Some people think that autism routines are just about what time they do things and in which order. However what don’t understand is the routines an autistic has is not limited to that. Autistics have routines that dictate everything from the way they do things, to socialising, etc. An autistic’s life is made up of series of routines within routines that help the individual function now here’s the distinction because I know some NT people might think well we all do all these what makes it different. For autistics it’s the essential need for these routines within routines so that we can function.
How I like to explain it is that I see the world in patterns. The world is just one big gigantic pattern. Everything has a pattern and every pattern is necessary. Let me divulge further before you loose interest/understanding. The way I eat my food requires a distinct pattern. This goes beyond routine of just when I eat I’m talking about how I eat. So if I have a digestive biscuit for example I HAVE to eat that in two bites. I can’t eat it any other way. So I will bite right down the middle; chew, swallow (don’t need to tell you guys how to eat). Then have the next bite. If I find a digestive that is broken I will try and avoid it and choose another because if it is broken I won’t be able to achieve the same pattern of eating. I don’t know why but it’s true. A different example of how I eat in an obsessive pattern is that I need to have even numbers on a plate so for example I might have six nuggets, never five or seven or anything odd, and I’ll have 2 McDonalds hash browns. Now I have a systematic way of eating this. I will eat half a nugget then cut a section of hash brown I will eat it in this order until all the food is finished. It is like I need to give equal time to the two different food products. First thing I do when I look at a meal is think how am I going to eat this. That is the difference. I look for the pattern in which I can eat the food. People don’t know I’m doing this because I do it quickly in my head so on the outside no one sees the cogs moving in my head trying to make sense of what’s in front of me.

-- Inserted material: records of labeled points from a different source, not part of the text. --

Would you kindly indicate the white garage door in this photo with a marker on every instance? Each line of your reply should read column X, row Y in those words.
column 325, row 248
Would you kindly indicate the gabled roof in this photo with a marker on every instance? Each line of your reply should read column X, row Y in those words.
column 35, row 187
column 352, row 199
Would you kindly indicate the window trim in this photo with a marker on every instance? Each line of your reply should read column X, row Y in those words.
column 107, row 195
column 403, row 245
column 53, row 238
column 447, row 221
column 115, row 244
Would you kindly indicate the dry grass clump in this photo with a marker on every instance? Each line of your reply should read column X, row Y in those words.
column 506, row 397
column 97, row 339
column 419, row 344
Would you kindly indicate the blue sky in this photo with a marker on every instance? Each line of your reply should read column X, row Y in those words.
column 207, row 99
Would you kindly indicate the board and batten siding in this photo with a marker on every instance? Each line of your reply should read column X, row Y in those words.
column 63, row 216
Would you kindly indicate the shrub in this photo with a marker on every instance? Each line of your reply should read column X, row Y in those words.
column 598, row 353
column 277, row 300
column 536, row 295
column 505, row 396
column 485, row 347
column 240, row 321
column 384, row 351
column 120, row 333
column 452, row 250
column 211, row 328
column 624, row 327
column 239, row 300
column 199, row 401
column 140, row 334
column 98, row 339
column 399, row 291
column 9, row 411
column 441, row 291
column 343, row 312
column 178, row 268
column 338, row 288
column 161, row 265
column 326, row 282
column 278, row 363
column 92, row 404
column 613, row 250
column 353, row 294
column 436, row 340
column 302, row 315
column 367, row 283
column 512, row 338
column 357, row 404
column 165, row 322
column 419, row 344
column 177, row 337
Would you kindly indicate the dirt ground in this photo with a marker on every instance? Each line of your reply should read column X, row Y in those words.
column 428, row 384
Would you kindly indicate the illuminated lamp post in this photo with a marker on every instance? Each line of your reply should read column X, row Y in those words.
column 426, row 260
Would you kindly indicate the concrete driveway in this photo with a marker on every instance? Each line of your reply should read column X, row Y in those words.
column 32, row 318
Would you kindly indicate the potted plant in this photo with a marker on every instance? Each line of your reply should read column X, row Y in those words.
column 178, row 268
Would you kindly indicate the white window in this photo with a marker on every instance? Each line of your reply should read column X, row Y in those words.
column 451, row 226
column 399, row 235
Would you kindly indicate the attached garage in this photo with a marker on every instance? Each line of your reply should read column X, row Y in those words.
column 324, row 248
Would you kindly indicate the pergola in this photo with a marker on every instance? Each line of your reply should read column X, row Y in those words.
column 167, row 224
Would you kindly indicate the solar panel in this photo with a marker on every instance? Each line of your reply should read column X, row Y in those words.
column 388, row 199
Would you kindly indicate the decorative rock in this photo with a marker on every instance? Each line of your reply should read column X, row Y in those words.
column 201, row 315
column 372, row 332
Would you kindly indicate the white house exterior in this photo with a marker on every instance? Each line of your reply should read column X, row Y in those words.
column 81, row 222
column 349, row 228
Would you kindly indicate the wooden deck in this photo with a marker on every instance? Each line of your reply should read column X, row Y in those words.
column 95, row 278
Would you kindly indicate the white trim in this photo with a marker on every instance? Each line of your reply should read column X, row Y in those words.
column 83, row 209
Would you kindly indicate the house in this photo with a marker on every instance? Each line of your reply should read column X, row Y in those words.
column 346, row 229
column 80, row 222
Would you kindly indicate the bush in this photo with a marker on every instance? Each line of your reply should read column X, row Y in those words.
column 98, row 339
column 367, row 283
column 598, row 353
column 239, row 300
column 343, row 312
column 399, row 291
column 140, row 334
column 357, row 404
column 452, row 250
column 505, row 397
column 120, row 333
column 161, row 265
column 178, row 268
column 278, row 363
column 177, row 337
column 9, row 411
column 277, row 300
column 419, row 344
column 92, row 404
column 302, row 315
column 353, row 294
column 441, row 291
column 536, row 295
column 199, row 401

It’s not just food where I find a pattern is essential I look for the patterns in people too. I will observe watch and study before I interact with anyone, where possible. I will find out what they like, don’t like, what they find funny or sad just by watching how they interact with others. Then when I think I’ve got their pattern of behaviour sussed I will approach them. So there’s a person at work who I’m not friends with or anything but they are a colleague and they are nice enough. Now in my head I have stock conversations I will have in my head with her. So we can talk about how work is, what we are doing over the weekend and sometimes I’ll enlighten her about autism. Now I know again this sounds like something that everyone does but there is a pattern. It feels like when I talk to her I have the same conversations each time. And there are something things that’d I’d never do like make jokes, a lot of my humour is crass and jokingly insulting which would never work. Again I know that everyone does this autistic or not but I can’t explain it but I’m not in the conversation I’m outside the conversation looking in so everything I say is from a more objective way rather than reacting in the middle. Let me try and give a clearer example. A lot of my conversations are very robotic. I’ve been told. I will respond very quickly to certain things because I’ve learnt that’s how you respond. So for example when I was younger and my parents used to ask me how my day was everyday like it was a pattern that I needed to do I would say day-like. Now this isn’t just like when you respond to how are you with I’m fine. This was everyday for over a decade. I couldn’t change it even if I wanted to. I couldn’t physically bring myself to say anything else. It had become so engrained in my brain I literally could only say that. That’s the difference I couldn’t say anything else not that I didn’t want to.
I’m sure I could think of many more ways patterns dictate my life but I think I’ve made my point, though my lovely readers you’ll be the judge of that. Patterns are beautiful to me. They can be obvious or hidden. They are essential to my living because I understand them. There’s a lot in the world I do not understand. I need my love of even numbers because odd numbers don’t make sense. They are called odd take the hint. I think most NTs can deal with the abstract and almost revel in it. As for me the abstract is nothing but a broken pattern. My life without patterns would be unimaginable. So when you think that an autistic is limited by the patterns they have, just think an autistic would be a lot more limited in what they can do without their patterns.
Thanks for reading. Hope you liked it. Peace out!